VIVIMOS EN UNA época de alarmismos exagerados por temas marginales; quizás para que no nos preocupemos de los temas importantes. En política y en la sociedad, muchos temas no mayores ocupan portadas y a los tertulianos; pero que las familias obreras son cada vez más pobres; que las muertes en el puesto de trabajo alcanzan cifras insoportables; que las pantallas está perjudicando gravemente a los niños, a los adolescentes y a los mayores; que se está minando la calidad democrática del estado español; que cada día asesinan a creyentes cristianos por su fe en decenas de países en Asia y África… Solo aparece fugazmente en la opinión publicada.
El papa León XIV, el prudente, nos alienta a lo importante: a amar al prójimo, sobre todo al que está en situación de debilidad; y cooperar con Jesús, como María, con la tarea de la salvación.
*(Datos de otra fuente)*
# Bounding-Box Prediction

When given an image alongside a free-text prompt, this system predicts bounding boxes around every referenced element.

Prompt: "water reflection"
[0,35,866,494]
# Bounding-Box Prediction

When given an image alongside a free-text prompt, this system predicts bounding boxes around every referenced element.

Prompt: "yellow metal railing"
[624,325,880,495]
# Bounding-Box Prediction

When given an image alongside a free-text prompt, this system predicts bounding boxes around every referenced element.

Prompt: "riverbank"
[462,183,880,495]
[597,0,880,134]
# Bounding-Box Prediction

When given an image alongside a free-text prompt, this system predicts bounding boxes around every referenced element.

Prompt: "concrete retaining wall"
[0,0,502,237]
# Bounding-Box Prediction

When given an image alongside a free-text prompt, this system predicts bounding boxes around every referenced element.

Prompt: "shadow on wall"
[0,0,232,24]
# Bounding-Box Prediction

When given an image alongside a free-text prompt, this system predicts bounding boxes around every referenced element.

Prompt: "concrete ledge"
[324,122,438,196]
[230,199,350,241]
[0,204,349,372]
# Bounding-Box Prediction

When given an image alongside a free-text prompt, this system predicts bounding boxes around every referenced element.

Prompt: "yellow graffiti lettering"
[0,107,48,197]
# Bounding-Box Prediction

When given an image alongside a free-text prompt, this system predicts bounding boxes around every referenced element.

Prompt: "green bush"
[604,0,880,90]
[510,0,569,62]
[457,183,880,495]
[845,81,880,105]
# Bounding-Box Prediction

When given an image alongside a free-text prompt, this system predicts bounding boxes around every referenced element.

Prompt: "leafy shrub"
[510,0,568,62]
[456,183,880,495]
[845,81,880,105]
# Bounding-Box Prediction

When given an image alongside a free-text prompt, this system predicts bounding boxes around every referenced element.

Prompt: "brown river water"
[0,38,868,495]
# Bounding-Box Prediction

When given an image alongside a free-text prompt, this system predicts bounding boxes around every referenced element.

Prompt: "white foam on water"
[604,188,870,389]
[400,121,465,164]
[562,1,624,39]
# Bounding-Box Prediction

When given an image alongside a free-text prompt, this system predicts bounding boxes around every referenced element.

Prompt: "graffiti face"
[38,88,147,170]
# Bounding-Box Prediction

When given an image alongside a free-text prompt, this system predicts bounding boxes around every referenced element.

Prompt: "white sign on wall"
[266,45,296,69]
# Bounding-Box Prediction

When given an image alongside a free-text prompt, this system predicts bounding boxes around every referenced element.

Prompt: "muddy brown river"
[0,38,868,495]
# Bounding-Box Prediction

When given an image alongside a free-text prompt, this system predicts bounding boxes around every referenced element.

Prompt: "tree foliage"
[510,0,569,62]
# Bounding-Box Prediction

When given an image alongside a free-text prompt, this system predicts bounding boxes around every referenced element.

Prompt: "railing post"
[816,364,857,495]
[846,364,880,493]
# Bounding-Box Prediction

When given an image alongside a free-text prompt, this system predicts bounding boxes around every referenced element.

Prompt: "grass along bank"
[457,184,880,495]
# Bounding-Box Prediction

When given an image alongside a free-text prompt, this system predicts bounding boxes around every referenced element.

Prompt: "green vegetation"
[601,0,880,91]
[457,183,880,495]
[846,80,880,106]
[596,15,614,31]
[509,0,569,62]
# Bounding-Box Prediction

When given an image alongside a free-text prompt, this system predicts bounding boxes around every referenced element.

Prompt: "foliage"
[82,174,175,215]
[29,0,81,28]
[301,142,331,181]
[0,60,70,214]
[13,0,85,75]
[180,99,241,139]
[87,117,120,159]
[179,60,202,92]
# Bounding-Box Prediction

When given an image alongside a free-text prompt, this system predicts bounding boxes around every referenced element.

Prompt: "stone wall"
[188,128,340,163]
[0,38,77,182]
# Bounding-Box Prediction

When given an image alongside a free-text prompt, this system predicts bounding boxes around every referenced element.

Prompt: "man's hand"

Por desgracia, ni el mismo papa se libra de los que inducen alarmas ficticias opacando la necesidad del trabajo cotidiano y de la evangelización de cada día.
Las dos columnas de la Iglesia son Pedro y Pablo; uno trabajador del mar, el otro trabajador del cuero. Eso nos invita a alentar con nuestro trabajo cotidiano, lúcidamente y sin alarmismos, la vida, el bien y la justicia; nos invita a alentar la esperanza en un mundo que la necesita tanto como el pan de cada día, como el aire que exigimos trece veces por minuto para ser y, en tanto somos, dar un sí que glorifique, a Dios y a nuestros hermanos.